La Cámara Automotor Boliviana (CAB) advirtió que una nueva nacionalización de vehículos indocumentados no resolverá el problema del contrabando y reiteró que cualquier iniciativa de este tipo debe estar acompañada de medidas que impidan el ingreso de más motorizados ilegales al país.
El gerente general de la entidad, Luis Orlando Encinas, señaló que, aunque uno de los proyectos de ley fue archivado, existe otra propuesta legislativa que mantiene abierto el debate sobre una eventual regularización de vehículos indocumentados.
Según explicó, la CAB revisó el contenido de la iniciativa y considera que carece de fundamentos técnicos y legales suficientes. Afirmó que, incluso, los argumentos expuestos en la propuesta reflejan los riesgos que representa la circulación de este tipo de vehículos, especialmente aquellos modificados del volante derecho al izquierdo.
Encinas sostuvo que el proyecto tiene un objetivo principalmente recaudatorio y cuestionó que no contemple acciones para fortalecer el control fronterizo ni mecanismos que impidan el ingreso de nuevos vehículos de contrabando.

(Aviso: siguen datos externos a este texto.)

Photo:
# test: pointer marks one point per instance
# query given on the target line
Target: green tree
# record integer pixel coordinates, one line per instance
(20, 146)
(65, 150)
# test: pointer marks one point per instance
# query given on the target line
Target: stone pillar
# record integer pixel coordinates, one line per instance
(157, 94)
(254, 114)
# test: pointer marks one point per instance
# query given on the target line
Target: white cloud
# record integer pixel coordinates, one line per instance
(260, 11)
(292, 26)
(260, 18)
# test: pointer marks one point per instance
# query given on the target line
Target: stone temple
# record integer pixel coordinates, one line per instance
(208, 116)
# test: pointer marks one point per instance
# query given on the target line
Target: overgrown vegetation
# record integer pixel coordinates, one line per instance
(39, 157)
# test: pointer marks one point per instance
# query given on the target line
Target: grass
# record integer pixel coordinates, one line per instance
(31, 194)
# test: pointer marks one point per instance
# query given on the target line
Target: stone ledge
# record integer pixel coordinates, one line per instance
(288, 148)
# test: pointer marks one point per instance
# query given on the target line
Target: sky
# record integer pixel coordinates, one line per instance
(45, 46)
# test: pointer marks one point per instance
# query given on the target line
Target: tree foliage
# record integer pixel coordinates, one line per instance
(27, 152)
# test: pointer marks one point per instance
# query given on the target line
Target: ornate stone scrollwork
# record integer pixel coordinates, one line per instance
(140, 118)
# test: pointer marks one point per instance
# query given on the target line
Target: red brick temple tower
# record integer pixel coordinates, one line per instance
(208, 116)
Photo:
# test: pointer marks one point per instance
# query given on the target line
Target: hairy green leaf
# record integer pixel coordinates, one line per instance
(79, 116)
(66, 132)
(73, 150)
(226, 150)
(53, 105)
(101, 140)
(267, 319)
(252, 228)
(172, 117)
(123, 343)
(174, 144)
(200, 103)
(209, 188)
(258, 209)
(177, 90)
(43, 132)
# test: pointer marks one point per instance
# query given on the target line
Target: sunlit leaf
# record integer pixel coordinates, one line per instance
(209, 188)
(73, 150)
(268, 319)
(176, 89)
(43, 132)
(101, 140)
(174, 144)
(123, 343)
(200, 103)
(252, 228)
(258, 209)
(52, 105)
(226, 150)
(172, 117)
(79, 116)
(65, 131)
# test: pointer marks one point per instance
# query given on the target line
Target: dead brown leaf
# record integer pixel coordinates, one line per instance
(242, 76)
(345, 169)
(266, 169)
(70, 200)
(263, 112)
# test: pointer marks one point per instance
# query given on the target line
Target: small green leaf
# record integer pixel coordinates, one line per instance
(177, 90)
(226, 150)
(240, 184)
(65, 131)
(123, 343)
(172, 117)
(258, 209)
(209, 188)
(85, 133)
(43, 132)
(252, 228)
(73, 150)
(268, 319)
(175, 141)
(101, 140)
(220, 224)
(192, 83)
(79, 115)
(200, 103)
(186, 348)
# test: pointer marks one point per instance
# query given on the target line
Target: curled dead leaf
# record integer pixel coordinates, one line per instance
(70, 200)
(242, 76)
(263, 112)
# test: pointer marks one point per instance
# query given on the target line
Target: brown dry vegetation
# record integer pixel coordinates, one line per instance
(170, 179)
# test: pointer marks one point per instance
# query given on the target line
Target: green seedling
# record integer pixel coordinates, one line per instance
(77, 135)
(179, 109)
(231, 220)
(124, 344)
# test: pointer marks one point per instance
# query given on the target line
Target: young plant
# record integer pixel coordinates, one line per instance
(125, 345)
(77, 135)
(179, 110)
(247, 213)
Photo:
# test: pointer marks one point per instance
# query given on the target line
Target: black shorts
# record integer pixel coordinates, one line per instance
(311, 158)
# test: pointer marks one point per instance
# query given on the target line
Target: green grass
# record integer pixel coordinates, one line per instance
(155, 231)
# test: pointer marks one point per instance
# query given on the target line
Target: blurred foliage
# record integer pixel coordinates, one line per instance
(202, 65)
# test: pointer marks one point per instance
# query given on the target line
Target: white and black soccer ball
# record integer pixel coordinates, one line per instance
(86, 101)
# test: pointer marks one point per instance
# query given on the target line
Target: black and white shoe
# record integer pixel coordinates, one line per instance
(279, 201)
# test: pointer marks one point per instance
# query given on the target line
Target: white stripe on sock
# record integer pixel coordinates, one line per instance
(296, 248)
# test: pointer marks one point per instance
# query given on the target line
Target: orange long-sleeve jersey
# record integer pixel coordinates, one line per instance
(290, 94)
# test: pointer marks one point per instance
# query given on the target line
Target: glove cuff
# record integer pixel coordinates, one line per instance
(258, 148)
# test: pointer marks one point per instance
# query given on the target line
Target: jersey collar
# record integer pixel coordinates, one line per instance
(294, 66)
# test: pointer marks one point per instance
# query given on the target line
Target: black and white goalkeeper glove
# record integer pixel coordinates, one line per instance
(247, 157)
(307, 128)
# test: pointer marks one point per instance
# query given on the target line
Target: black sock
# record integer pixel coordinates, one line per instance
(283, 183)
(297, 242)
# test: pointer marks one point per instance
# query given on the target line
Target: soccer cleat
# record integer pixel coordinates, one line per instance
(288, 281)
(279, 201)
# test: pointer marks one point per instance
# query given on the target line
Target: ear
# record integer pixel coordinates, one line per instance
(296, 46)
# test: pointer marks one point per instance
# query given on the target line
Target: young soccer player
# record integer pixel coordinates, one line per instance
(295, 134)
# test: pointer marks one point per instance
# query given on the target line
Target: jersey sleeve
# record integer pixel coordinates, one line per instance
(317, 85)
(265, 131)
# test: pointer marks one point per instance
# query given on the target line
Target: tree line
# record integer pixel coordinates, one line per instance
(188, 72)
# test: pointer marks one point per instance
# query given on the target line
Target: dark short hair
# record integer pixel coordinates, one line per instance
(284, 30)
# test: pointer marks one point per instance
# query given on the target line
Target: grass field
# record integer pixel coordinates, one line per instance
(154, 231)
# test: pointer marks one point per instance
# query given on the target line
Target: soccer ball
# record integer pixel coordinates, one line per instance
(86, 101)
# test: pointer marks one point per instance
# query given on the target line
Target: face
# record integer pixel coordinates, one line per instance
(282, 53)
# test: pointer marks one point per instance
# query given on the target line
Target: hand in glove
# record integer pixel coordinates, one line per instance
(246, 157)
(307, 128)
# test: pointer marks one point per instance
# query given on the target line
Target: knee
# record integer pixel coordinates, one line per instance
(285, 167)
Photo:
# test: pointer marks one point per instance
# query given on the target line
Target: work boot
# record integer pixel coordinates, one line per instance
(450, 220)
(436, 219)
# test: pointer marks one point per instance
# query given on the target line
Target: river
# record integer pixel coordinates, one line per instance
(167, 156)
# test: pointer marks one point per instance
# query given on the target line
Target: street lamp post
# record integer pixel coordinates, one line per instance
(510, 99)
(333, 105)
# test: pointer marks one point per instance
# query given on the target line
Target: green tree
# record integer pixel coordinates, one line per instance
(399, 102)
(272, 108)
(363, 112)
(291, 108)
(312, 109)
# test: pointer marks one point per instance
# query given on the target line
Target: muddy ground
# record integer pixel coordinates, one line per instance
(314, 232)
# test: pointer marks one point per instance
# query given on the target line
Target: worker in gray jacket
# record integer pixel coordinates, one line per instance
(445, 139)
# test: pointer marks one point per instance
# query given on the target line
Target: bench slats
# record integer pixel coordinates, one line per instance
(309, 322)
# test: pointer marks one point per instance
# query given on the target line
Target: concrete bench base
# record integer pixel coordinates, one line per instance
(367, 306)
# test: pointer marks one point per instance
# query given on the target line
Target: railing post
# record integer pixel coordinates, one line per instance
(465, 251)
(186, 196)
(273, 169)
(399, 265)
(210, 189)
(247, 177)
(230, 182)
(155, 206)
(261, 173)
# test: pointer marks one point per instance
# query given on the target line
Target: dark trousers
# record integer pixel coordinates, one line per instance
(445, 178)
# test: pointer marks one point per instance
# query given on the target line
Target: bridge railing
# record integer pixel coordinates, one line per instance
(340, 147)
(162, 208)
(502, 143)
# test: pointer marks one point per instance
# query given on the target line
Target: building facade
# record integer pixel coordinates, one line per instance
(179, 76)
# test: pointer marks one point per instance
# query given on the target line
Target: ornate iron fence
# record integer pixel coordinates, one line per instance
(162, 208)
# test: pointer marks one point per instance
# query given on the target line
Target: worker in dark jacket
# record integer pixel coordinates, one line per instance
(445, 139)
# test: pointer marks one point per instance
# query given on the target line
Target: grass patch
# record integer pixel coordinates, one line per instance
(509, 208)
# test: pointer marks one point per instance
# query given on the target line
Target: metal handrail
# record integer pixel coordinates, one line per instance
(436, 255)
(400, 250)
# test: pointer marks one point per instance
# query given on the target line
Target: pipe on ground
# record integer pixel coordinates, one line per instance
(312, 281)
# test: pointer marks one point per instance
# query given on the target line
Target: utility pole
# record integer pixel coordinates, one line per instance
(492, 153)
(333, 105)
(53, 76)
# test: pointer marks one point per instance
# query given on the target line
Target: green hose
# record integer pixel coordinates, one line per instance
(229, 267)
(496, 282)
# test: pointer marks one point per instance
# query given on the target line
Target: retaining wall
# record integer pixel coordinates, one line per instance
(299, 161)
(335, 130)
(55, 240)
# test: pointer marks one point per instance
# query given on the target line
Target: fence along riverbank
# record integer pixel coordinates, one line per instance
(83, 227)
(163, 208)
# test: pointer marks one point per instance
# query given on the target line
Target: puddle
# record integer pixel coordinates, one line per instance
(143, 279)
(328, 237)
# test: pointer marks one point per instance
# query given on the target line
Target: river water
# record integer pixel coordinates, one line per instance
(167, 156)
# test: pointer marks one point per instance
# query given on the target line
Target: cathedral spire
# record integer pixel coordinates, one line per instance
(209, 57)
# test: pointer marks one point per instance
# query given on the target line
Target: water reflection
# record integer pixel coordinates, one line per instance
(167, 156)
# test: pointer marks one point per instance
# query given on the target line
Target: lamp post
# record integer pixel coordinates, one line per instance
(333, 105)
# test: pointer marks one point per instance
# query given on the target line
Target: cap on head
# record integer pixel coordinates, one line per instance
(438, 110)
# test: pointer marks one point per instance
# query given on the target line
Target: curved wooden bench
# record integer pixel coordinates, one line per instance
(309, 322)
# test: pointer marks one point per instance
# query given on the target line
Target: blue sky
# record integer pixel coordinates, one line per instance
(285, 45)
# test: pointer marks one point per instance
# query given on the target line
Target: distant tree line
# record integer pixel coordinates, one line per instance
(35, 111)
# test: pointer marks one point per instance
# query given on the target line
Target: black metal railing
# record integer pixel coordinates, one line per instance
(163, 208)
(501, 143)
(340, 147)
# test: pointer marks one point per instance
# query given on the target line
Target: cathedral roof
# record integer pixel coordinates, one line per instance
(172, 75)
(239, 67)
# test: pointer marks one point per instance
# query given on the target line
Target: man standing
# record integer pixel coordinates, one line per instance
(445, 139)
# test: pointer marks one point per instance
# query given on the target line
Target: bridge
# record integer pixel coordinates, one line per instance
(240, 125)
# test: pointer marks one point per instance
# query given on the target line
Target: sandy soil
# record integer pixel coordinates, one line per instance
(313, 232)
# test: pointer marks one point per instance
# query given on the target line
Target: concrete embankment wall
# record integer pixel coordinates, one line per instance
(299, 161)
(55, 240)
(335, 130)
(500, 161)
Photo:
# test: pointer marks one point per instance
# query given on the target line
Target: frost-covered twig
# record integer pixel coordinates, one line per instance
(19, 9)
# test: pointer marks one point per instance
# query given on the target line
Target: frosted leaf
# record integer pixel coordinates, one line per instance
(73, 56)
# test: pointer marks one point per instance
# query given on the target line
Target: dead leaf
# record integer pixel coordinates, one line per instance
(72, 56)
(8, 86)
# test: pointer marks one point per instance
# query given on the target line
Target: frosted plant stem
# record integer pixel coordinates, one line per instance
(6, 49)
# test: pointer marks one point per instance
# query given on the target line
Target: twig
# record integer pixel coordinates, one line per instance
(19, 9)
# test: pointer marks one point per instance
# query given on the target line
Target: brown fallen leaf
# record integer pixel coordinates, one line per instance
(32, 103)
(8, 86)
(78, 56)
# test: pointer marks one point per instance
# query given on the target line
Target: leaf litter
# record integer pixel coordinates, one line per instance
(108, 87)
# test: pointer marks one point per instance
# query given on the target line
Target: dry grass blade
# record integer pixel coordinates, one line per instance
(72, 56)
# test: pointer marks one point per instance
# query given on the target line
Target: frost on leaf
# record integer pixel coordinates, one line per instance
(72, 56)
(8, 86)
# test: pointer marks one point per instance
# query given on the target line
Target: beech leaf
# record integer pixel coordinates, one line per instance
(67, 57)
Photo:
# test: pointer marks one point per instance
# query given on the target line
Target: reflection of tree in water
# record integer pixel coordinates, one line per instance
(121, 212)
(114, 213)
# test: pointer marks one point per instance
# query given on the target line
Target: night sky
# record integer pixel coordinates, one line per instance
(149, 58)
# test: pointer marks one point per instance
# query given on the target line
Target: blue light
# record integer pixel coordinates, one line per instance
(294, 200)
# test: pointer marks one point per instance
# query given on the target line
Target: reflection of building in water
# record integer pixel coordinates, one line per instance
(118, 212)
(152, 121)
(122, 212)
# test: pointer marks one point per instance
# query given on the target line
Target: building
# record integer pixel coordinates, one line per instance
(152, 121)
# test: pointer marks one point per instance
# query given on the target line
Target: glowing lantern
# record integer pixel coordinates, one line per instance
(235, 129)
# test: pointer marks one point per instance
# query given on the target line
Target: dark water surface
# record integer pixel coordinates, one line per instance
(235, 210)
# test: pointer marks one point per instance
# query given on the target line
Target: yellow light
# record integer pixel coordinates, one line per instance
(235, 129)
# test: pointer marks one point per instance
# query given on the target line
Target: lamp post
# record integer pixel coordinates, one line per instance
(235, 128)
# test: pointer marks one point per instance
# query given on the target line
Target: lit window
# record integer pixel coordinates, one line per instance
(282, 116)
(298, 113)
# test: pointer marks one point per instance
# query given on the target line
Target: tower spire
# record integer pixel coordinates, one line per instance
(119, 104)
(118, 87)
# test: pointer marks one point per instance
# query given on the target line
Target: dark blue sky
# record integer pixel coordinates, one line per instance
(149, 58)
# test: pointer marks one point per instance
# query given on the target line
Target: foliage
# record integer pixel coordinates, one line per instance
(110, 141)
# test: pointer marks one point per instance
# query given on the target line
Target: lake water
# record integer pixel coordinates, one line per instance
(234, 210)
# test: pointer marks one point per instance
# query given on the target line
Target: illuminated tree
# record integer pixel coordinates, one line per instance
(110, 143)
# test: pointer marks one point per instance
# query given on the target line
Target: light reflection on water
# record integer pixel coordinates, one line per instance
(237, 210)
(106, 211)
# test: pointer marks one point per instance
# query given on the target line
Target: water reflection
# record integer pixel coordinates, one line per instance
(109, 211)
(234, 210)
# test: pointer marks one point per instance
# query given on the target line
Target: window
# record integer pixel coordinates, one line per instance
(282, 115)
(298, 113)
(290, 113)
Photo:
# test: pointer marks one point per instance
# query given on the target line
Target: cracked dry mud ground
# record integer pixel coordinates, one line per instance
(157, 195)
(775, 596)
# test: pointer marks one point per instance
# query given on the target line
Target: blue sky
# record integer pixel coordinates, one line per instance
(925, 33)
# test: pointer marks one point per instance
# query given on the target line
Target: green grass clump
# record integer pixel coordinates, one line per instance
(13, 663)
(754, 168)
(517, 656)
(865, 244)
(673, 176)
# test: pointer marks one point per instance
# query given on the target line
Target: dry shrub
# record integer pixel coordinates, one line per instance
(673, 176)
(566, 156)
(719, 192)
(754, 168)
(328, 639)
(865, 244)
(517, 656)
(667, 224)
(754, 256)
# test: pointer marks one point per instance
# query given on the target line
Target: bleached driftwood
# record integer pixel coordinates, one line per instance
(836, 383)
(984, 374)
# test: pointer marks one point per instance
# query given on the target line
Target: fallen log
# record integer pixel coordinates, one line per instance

El representante del sector aseguró que Bolivia cuenta con herramientas para reforzar los controles, entre ellas los registros del sistema B-SISA, que —según indicó— permiten identificar placas clonadas y realizar un seguimiento al consumo de combustible.
Asimismo, afirmó que en el país circulan alrededor de 1,5 millones de vehículos indocumentados, aunque estimó que solo cerca de 250.000 utilizan regularmente combustible adquirido en bidones, por lo que consideró que una parte importante de estos motorizados forma parte de actividades comerciales vinculadas al contrabando y no únicamente al transporte de pequeños productores.
La CAB recordó que en los últimos 31 años se aprobaron siete procesos de regularización de vehículos, sin que ello lograra frenar el ingreso de nuevas unidades ilegales. En ese sentido, Encinas sostuvo que las nacionalizaciones sucesivas terminaron incentivando el negocio del contrabando en lugar de resolverlo.
Como alternativa, planteó que el Gobierno convoque al sector para analizar soluciones de largo plazo. Entre ellas mencionó experiencias aplicadas en otros países, como programas de renovación vehicular con financiamiento estatal y el retiro definitivo de los motorizados irregulares, además de fortalecer los controles en frontera antes de considerar una nueva regularización.
Finalmente, informó que la Cámara Automotor Boliviana solicitó una audiencia con las autoridades económicas para presentar una propuesta técnica orientada a enfrentar el problema desde su origen y evitar que nuevas nacionalizaciones vuelvan a repetirse sin resultados permanentes.